Kathleen B. Scoble: Question 1 is costly, handcuffs nurses
If approved, the law would require every hospital to adopt rigid registered nurse-to-patient ratios at all times — without consideration of a hospital's size or location, and regardless of individual patients' specific care needs. If this legislation is enacted, the impact will be devastating to hospitals, to the quality and safety of patient care, and to the much-respected role of the professional nurse.
Legislating nurse staffing ratios is an illogical, unproven approach to providing nursing care to hospitalized patients. In essence, this practice broadly assumes that professional nurses and their nursing leadership are incapable of determining and providing the levels of nursing care required by the patients in their care at any given day or time. It also assumes that lawmakers know better how to care for patients than the professionals to whom these patients entrust their lives.
A far deeper concern is that, if nurse staffing ratios are enacted, nurses will be rendered powerless to step in and do what they know is right — what they know is needed — in caring for patients. A nurse will not be permitted to exceed the legislated nurse staffing level by assuming the care of another patient arriving on unit, even if the nurse determines that it is feasible and necessary to do so. How can that be considered safe or high-quality care?

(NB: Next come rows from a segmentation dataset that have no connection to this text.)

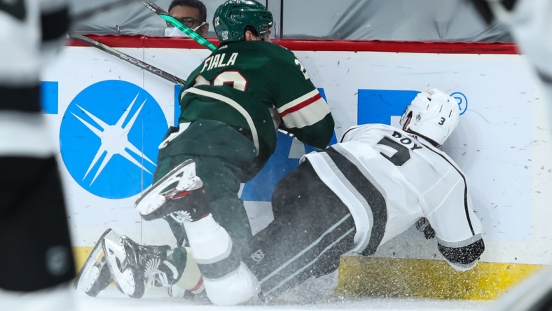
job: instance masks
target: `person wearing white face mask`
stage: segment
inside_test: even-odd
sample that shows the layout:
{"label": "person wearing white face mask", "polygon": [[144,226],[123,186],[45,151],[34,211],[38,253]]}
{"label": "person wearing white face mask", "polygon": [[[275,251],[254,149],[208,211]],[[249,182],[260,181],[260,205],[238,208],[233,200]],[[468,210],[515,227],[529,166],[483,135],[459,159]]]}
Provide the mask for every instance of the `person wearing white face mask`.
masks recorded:
{"label": "person wearing white face mask", "polygon": [[[173,0],[169,6],[169,14],[190,27],[202,37],[209,31],[205,5],[199,0]],[[167,23],[165,29],[165,36],[186,36],[178,28]]]}

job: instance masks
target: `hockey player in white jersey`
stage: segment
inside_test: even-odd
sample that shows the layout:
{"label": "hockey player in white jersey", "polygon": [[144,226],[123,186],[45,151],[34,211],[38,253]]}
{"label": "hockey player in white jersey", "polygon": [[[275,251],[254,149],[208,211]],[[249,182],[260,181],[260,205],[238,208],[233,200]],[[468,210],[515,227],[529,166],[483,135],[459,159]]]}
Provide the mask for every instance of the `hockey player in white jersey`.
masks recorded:
{"label": "hockey player in white jersey", "polygon": [[67,0],[0,1],[0,310],[71,310],[75,267],[40,75],[69,28]]}
{"label": "hockey player in white jersey", "polygon": [[[235,251],[208,205],[198,200],[204,190],[191,160],[175,169],[174,182],[167,185],[170,195],[146,194],[137,209],[142,215],[180,219],[207,294],[216,305],[274,298],[312,276],[334,271],[343,254],[373,254],[421,219],[431,223],[444,259],[455,269],[467,270],[485,249],[481,224],[464,174],[437,148],[458,119],[454,98],[438,90],[425,91],[406,108],[402,130],[382,124],[353,127],[340,143],[305,155],[277,186],[274,221],[254,236],[249,252]],[[126,237],[119,241],[120,247],[109,240],[104,243],[106,256],[123,262],[120,269],[115,267],[116,283],[130,280],[143,286],[147,269],[125,258],[156,255],[132,246]]]}

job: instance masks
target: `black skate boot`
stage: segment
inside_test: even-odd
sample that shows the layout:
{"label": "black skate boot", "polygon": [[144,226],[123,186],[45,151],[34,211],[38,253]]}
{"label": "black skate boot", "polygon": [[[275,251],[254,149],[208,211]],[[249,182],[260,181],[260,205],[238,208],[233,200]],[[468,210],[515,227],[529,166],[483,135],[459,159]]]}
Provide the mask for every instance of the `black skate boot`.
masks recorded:
{"label": "black skate boot", "polygon": [[146,221],[171,217],[179,223],[195,221],[210,213],[195,163],[187,160],[149,187],[136,201]]}
{"label": "black skate boot", "polygon": [[118,243],[104,241],[104,252],[115,284],[131,298],[142,298],[154,284],[158,286],[174,284],[181,273],[179,270],[184,270],[167,260],[168,245],[140,245],[124,235]]}

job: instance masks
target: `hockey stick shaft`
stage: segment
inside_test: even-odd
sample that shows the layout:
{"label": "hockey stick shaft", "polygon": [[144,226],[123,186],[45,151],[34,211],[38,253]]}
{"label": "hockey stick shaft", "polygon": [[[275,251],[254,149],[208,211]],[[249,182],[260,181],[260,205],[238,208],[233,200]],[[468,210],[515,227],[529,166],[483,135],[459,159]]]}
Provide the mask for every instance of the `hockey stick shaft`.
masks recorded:
{"label": "hockey stick shaft", "polygon": [[188,26],[180,22],[179,20],[170,15],[169,13],[167,13],[167,11],[161,8],[157,4],[154,4],[153,1],[149,0],[140,0],[140,2],[142,2],[142,4],[144,4],[144,6],[151,10],[154,13],[160,16],[161,18],[166,20],[170,25],[181,30],[182,32],[187,34],[188,36],[190,36],[190,38],[194,39],[198,43],[201,44],[202,46],[206,47],[207,48],[211,50],[215,50],[216,49],[216,47],[214,46],[213,43],[209,42],[209,41],[207,41],[205,38],[201,36],[200,34],[194,32]]}
{"label": "hockey stick shaft", "polygon": [[134,0],[119,0],[117,1],[113,1],[103,6],[100,6],[94,8],[91,8],[90,10],[85,11],[83,12],[76,13],[74,15],[71,15],[71,19],[72,20],[81,21],[85,18],[88,18],[92,16],[94,16],[96,14],[102,13],[105,11],[115,8],[118,6],[121,6],[125,4],[130,4],[134,1]]}
{"label": "hockey stick shaft", "polygon": [[184,85],[186,84],[186,81],[182,80],[181,78],[176,76],[173,76],[172,74],[170,74],[168,72],[161,70],[159,68],[152,66],[148,63],[144,62],[140,60],[134,58],[127,54],[125,54],[123,52],[118,51],[113,48],[107,46],[101,42],[97,41],[96,40],[91,39],[87,36],[84,36],[82,34],[72,34],[69,36],[69,38],[75,40],[78,40],[79,41],[81,42],[84,42],[85,43],[89,44],[95,48],[103,50],[104,52],[106,52],[112,55],[116,56],[123,60],[130,62],[130,64],[132,64],[134,66],[140,67],[144,70],[149,71],[173,83],[179,84],[181,85]]}

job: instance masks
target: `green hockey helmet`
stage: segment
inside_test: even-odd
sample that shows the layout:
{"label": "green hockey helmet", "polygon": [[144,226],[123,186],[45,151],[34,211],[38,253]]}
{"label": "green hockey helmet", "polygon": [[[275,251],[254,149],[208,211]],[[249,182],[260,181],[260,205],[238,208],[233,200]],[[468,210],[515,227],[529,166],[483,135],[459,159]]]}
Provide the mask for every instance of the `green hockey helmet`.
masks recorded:
{"label": "green hockey helmet", "polygon": [[272,26],[272,14],[254,0],[228,0],[214,12],[213,25],[221,45],[244,39],[247,26],[264,36]]}

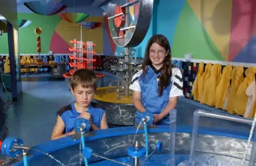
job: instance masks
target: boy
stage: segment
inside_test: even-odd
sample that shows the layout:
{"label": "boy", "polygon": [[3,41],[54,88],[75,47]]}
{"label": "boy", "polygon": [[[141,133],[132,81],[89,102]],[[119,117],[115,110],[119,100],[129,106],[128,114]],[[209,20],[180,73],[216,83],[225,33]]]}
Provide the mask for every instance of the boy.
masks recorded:
{"label": "boy", "polygon": [[56,124],[51,139],[56,139],[75,133],[74,122],[78,117],[90,120],[93,130],[107,129],[104,111],[95,107],[92,103],[96,88],[96,77],[90,70],[77,70],[70,80],[71,92],[76,101],[58,111]]}

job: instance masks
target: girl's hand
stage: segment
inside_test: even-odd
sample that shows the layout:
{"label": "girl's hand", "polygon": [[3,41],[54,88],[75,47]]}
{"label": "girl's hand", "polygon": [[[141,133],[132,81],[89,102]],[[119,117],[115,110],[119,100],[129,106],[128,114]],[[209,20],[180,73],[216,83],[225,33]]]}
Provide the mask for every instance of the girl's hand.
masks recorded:
{"label": "girl's hand", "polygon": [[154,123],[155,124],[161,120],[162,118],[159,116],[159,114],[153,114],[154,116]]}
{"label": "girl's hand", "polygon": [[82,117],[89,120],[90,122],[92,120],[90,114],[87,112],[82,113],[78,117]]}

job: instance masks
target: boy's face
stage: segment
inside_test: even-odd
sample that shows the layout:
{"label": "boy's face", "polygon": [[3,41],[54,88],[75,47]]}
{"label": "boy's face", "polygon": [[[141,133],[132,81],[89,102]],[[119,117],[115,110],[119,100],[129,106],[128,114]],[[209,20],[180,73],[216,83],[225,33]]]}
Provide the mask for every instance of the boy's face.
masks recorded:
{"label": "boy's face", "polygon": [[92,87],[83,88],[81,84],[77,85],[71,90],[76,99],[76,102],[83,107],[88,107],[93,99],[94,88]]}

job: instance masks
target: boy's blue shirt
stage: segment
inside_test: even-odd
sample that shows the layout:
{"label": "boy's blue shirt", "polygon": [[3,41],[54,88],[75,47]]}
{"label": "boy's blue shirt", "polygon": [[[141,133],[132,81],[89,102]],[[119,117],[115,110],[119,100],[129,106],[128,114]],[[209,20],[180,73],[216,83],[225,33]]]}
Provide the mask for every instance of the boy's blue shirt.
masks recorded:
{"label": "boy's blue shirt", "polygon": [[[74,122],[80,114],[74,107],[74,102],[63,107],[57,111],[65,124],[64,133],[70,132],[74,130]],[[87,110],[90,114],[92,123],[98,128],[101,128],[101,120],[104,114],[104,110],[101,108],[97,108],[95,103],[91,103]]]}

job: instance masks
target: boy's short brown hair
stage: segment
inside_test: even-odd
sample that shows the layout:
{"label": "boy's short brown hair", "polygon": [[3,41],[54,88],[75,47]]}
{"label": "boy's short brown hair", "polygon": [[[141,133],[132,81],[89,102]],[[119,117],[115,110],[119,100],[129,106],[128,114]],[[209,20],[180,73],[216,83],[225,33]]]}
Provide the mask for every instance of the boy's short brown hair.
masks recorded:
{"label": "boy's short brown hair", "polygon": [[94,90],[97,88],[97,77],[95,74],[89,69],[80,69],[74,73],[70,79],[70,85],[73,90],[79,84],[84,88],[93,87]]}

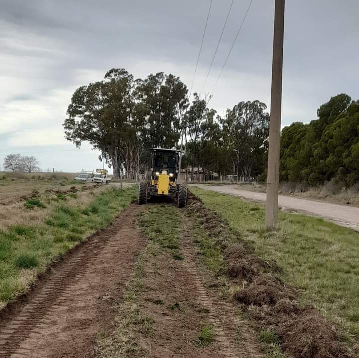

Professional nurses are prepared and committed to coordinating and providing the care of seriously ill patients. I hope to give voters the assurance that nurses do not need a government-regulated staffing ratio to provide excellent care. As the dean of a long-standing and well-respected nursing program, I can confidently report that nurses are educated to be flexible, quick, and competent thinkers, and are capable of independent decision-making based on the immediate situation and the circumstances presented.
Finally, it is projected that legislating staffing ratios will drive up costs, which would force hospitals to make deep cuts to critical programs, close patient care units, and in some cases close down. This legislation could be especially devastating for communities with small hospitals, especially in rural locations where resources are less accessible. Patients in these areas might be forced to travel farther and wait longer for medical care. Again, how can that be considered safe or high-quality care for the citizens of the commonwealth?
Your vote on this is critically important. I ask you to join Massachusetts nurses, hospitals, and leading healthcare organizations in opposing this costly and unproven proposal. Please vote No on Question 1.
Kathleen B. Scoble is Dean, School of Nursing, at Elms College.